「菅総理失脚」で自民党が打ち出す起死回生“劇薬人事”の全貌【全文公開】

| Asagei Biz
菅義偉

 召集が遅すぎると批判を浴びた通常国会初日、菅総理は自身の施政方針演説を巡っても、野党にコキ下ろされた。トップとしての能力不足が明らかになる中、用意されたのは「次のカード」。現下の状況を一変させる可能性を持つ「劇薬人事」に肉迫する。

 直近の各メディアの世論調査によると、菅内閣の支持率は軒並み急降下、不支持率がそれを上回るという惨憺たる結果を伝えている。

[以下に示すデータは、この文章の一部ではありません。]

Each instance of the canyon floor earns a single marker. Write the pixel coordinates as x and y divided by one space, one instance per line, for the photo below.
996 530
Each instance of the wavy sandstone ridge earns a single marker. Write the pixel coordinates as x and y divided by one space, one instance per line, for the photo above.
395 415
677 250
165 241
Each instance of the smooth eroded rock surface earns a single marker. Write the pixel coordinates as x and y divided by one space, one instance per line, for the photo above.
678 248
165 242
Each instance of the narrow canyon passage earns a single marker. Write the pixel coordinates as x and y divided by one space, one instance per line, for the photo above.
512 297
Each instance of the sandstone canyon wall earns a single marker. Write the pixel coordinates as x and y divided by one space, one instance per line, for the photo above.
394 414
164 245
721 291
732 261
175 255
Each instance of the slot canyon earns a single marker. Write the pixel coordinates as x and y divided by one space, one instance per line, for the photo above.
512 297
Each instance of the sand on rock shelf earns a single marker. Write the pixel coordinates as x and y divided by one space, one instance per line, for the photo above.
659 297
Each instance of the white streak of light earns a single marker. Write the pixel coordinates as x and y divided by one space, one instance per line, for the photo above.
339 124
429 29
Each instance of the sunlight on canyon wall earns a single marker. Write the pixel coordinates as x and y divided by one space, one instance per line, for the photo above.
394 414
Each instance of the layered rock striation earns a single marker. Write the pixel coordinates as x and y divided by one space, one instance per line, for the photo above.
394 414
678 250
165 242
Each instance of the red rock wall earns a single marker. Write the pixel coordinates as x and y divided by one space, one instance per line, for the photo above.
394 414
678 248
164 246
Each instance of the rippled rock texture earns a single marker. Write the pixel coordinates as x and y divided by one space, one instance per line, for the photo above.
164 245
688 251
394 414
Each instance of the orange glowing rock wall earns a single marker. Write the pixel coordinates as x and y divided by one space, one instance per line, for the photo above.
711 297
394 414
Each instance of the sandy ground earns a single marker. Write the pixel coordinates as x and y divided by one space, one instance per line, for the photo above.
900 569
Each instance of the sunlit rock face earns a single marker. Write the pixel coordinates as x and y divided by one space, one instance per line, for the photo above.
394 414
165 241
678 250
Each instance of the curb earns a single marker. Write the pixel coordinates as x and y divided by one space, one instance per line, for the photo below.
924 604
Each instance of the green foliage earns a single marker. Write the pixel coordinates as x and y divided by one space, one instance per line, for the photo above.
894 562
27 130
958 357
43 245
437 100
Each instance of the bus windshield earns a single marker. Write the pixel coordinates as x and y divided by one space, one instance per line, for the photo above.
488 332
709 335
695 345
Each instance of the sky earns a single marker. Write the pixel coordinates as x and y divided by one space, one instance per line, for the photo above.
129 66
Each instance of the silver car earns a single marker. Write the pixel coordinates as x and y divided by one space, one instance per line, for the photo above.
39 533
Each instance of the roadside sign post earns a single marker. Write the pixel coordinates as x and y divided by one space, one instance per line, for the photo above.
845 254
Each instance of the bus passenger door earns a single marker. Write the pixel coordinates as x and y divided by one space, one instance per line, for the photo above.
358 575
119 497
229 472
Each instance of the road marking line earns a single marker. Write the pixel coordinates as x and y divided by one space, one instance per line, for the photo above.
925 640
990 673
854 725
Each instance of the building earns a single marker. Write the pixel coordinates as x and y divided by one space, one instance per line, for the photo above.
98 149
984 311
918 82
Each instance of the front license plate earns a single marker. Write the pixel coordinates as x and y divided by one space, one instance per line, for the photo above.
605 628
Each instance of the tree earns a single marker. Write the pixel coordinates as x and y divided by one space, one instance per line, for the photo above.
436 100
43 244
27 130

こうした傾向は昨年暮れ以来、むしろ拍車がかかっている感があり、政権の「危険水域」とされる支持率30%割れは目前とも思われる。

 その最大の要因として、菅義偉総理(72)のコロナ対策、対応への国民の不満が明らかになっている。そして衆院議員の任期満了が10月21日に迫る中、自民党内からも「このままでは選挙は戦えない」との切迫した声が上がり始めているのだ。それとともに、菅政権の「生みの親」でもある二階俊博幹事長(81)は、先の衆院本会議代表質問で菅総理に対し、「政権の実行力に期待」と奮起を促したが、本音はすでに「ポスト菅」は誰か、を模索しているようなのだ。「隠し玉」はズバリ、野田聖子幹事長代行(60)ではないか、との声が出始めているのである。

 筆者が各派の旧知の議員、政治部記者などからの話をまとめてみると、どうやら二階氏は「3枚のカード」を縦横に使おうとしているように見える。前回総裁選2位の岸田文雄政調会長(63)、同3位の石破茂元幹事長(63)、そして野田氏がそのカードである。

 どのカードを切るかのポイントは、次の2つが指摘されている。

 ひとつは、次の衆院選挙に勝てる「顔」かどうか。もうひとつは、主要3派(細田派、麻生派、竹下派)が乗れるか否か。二階氏は前回総裁選では先手を打って菅氏担ぎ出しの流れを作って成功したが、今度はこの手は使いにくいとみているようである。

 二階氏が主導した菅政権が短期で潰れたとなると当然、二階氏の責任も免れない。そこをかろうじてくぐり抜け、新政権下で再び幹事長ポストを手にするには、今度は主要3派と足並みをそろえた形の「協調主義」で臨むことが不可欠なのだ。

 そうした中で野田氏の名前が浮上しているのは、もとより主要3派が乗れない候補ではないからにほかならない。